The hedge fund industry has seemingly escaped much in the way of additional regulation in the administration’s proposed legislation. Under the Obama plan hedge funds would be required to register with the SEC as investment advisers and provide additional position information, but beyond that they would operate as before.
Although hedge funds have escaped the worst of the financial crisis, that is not to say that hedge funds don’t have their own problems to deal with. Once investor redemptions are taken care of there is a whole host of outstanding issues. The first of which is the demise of the fund of fund. That structure is now being shunned by investors due to poor performance and the layering of fees on top of fees.
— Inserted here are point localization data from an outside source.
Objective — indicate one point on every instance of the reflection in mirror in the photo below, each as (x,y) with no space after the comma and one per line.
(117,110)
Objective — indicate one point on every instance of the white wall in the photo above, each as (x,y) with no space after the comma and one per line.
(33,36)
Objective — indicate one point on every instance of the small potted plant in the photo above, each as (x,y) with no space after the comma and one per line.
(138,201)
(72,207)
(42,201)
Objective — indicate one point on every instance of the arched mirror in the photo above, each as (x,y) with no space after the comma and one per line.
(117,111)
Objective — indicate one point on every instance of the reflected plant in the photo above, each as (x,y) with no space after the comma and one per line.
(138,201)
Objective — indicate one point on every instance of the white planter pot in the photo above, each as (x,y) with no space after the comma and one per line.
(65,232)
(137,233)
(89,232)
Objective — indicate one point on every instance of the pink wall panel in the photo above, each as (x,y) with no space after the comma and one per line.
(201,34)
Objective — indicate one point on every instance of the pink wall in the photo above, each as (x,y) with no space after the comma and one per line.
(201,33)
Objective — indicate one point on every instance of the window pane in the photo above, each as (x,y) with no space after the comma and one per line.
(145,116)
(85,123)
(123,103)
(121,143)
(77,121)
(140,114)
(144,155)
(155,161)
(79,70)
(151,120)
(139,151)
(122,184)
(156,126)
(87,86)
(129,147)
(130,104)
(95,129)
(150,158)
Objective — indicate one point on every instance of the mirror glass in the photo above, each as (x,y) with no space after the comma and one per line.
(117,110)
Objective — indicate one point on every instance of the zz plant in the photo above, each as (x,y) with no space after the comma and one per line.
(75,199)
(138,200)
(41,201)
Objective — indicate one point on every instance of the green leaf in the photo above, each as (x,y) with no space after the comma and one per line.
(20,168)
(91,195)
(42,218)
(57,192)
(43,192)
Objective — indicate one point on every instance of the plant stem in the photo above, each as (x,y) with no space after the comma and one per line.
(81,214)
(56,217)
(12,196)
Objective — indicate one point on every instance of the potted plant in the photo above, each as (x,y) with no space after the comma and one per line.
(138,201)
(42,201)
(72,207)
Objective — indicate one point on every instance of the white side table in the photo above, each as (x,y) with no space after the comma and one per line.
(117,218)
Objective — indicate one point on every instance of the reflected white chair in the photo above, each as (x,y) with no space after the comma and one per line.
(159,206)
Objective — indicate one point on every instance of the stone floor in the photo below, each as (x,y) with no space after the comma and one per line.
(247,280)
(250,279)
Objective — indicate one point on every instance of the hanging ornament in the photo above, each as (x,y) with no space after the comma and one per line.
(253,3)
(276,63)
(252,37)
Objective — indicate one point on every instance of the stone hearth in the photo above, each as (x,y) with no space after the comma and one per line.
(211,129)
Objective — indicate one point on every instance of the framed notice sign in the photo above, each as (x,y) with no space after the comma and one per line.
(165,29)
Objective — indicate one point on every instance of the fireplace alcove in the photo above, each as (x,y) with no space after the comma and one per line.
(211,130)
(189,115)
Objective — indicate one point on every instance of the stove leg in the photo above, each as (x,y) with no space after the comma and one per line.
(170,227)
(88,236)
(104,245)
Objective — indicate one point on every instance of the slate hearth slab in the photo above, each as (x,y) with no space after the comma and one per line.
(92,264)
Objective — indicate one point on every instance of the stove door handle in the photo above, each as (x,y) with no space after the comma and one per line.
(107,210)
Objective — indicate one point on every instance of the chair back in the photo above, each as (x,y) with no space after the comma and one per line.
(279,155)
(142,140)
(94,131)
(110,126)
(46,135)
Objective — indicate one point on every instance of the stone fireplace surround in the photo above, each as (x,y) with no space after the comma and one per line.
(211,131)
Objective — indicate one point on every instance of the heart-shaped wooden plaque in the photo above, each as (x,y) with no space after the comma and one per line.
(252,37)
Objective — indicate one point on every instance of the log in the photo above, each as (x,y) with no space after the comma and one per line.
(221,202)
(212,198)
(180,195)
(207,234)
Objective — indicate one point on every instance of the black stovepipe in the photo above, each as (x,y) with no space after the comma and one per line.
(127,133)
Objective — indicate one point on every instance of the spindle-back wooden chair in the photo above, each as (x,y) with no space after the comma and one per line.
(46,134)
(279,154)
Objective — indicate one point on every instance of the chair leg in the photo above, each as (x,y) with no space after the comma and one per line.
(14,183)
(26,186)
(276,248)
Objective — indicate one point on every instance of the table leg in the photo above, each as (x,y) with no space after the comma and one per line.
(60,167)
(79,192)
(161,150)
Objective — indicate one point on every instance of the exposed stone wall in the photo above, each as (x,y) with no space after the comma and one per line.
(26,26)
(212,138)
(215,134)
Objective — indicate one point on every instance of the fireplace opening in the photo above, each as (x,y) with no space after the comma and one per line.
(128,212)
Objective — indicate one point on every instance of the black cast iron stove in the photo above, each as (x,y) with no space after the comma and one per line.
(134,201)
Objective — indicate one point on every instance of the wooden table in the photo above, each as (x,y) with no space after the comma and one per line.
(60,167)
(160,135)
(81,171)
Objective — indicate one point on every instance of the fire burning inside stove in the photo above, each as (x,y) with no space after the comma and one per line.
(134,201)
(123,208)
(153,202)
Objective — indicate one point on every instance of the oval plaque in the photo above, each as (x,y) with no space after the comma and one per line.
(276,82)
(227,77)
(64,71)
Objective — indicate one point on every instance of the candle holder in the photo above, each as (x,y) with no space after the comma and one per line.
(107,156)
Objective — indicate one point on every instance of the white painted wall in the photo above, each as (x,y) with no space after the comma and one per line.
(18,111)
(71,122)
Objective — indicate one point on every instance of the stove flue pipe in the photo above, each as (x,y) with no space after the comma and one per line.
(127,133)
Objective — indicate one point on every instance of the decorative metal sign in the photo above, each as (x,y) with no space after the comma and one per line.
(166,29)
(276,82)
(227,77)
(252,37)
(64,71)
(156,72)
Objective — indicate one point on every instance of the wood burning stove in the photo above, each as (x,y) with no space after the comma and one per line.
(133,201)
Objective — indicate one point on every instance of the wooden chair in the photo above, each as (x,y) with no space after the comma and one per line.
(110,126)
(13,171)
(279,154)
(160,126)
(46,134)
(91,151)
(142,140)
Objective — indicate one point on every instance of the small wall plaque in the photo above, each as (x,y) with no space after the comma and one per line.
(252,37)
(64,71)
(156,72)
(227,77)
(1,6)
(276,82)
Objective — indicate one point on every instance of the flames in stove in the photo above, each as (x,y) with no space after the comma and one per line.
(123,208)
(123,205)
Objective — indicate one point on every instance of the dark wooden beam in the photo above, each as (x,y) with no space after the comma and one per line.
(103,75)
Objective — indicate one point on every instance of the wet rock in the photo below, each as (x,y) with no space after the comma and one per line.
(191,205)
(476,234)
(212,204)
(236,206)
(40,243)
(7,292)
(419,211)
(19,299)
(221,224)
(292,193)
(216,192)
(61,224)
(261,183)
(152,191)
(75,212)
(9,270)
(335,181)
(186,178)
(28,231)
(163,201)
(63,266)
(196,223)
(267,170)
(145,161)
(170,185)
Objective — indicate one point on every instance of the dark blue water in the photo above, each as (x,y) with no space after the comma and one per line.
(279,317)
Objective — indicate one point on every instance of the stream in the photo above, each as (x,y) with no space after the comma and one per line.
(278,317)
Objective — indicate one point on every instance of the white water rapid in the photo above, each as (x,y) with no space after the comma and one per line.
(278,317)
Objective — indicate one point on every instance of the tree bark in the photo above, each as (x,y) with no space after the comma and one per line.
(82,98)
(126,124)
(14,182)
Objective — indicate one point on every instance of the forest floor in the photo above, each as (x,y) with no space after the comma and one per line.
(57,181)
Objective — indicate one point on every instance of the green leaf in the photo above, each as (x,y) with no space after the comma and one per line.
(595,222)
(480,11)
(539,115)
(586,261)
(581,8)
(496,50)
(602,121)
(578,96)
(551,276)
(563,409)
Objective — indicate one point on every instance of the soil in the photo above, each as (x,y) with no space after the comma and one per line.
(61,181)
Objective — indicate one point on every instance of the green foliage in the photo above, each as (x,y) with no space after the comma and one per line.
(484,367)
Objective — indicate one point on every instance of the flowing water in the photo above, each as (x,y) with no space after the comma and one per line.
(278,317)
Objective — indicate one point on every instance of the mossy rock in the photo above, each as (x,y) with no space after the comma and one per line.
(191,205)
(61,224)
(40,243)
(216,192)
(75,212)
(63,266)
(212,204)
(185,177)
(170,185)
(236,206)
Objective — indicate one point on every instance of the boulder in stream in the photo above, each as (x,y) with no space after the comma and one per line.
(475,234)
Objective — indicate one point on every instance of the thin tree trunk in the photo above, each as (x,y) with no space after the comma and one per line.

Speaking of fees, that may be the one area most in need of change. The standard fee structure of 2&20 seems generous in light of an interest rate environment of nearly 0% short-term yields and a 4% ten-year bond. In addition, incentive fees probably need to be calculated against some sort of benchmark that isn’t 0%. See this story by Cyrus Sanati at DealBook about a start-up hedge fund that is taking a new approach with lower fees and enhanced liquidity.
Hedge funds continue to close despite the seeming end of the financial crisis. That is in part because many funds are so far below their high water marks that they little chance of earning performance fees any time soon. Many of those managers re-open their funds to escape this trap. That is why people like high profile managers like John Meriwether and T. Boone Pickens continue to operate. While perplexing this an investor problem more than a hedge fund structure problem.
When you invest in a hedge fund you should recognize that this is a risky proposition. The hedge fund model, while bruised and in need of a bit of an overhaul, came through the crisis largely intact. The same cannot be said for large swaths of the rest of the financial services industry. Perhaps it is time we applied the lessons of hedge funds to the rest of the industry by clearly delineating those institutions that should be free of risk to the taxpayer and riskier firms like hedge funds that are clearly known to be at-risk investments.